InterOil has reported its financial results for the 2009 full year and fourth quarter.
2009 Annual Highlights
Profits from InterOil's refining and distribution businesses more than offset losses incurred in our developing upstream and liquefaction businesses. Net profit for the year ended December 31, 2009 was $6.1 million, compared with a net loss of $11.8 million for the same period in 2008, an improvement of $17.9 million. This profit figure includes a significant expense item amounting to $31.7 million for a 'loss on extinguishment of indirect participation interest liability' and which relates to an exchange transaction entered into with certain indirect participation interest ('IPI') holders when their interests were exchanged for a certain number of InterOil's common shares. On December 17, 2009, InterOil announced adoption of the extinguishment of the liability model to account for this transaction, with the difference between fair value and book value of the IPI liability for this interest being expensed. InterOil today re-filed its third quarter results to reflect this treatment.
InterOil petroleum products sold in Papua New Guinea totalled 6.5 million barrels for fiscal year 2009 compared with 6.6 million barrels in 2008, a steady result in light of the global economic backdrop. Total revenue for the year was $693.1 million, compared with $919.7 million for 2008. The difference is primarily explained by lower crude oil prices giving rise to commensurately lower product pricing in the current year.
InterOil's earnings before interest taxes, depreciation and amortization ("EBITDA") for the year ended December 31, 2009 was $19.3 million, a reduction of $3.1 million from $22.4 million for 2008. This EBITDA figure would be $51.0 million if the $31.7 million 'loss on extinguishment' of the IPI liability, as noted above, was excluded.
Upstream Business Segment
InterOil's Upstream business generated a net loss of $39.5 million in 2009 (2008 - profit of $2.2 million) mainly due to the $31.7 million loss on extinguishment of the IPI liability noted above, and $5.3 million higher inter-company interest charges on higher loan balances owed to the InterOil Corporation, the parent.
An Improvement in Our Balance Sheet and Liquidity
InterOil closed the year with cash, cash equivalents and cash restricted totalling $75.8 million, of which $29.3 million was restricted (in accordance with its BNP working capital facility utilization requirements and the terms of its OPIC secured loan facility). We also had working capital facilities in the aggregate of $238.1 million, with $116.5 million available for use in our Midstream Refining operations, and $36.6 million available for use in our Downstream operations.

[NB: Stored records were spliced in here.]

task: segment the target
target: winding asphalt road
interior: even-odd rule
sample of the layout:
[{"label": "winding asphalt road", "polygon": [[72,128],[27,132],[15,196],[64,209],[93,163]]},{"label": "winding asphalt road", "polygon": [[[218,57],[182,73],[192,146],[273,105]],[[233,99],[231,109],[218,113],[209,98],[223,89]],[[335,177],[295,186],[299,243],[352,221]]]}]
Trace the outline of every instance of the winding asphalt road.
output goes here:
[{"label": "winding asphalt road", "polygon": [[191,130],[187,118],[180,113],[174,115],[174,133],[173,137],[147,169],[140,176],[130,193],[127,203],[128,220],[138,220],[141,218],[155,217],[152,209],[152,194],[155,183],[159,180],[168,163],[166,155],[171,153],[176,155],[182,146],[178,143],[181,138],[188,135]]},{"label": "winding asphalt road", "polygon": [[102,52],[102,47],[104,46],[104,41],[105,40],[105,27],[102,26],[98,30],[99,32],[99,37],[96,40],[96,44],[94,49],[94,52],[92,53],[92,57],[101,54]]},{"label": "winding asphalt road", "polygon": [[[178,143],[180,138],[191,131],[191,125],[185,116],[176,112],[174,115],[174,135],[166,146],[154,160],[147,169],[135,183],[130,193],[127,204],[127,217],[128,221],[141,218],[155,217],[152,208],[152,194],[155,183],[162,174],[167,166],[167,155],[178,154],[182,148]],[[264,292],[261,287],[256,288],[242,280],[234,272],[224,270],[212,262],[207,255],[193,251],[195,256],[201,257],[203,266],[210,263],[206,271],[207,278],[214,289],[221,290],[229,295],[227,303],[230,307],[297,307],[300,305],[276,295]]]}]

Our debt-to-capital ratio (long term debt/(shareholders' equity + long term debt)) was reduced to 11% in December 2009 from 36% in December 2008. This reduction in gearing was mainly due to the conversion during 2009 of the remaining $65 million outstanding of the $95.0 million principal amount 8% convertible subordinated debentures issued in May 2008, plus the registered direct offering of 2,013,815 common shares in June 2009 raising gross proceeds of $70.4 million.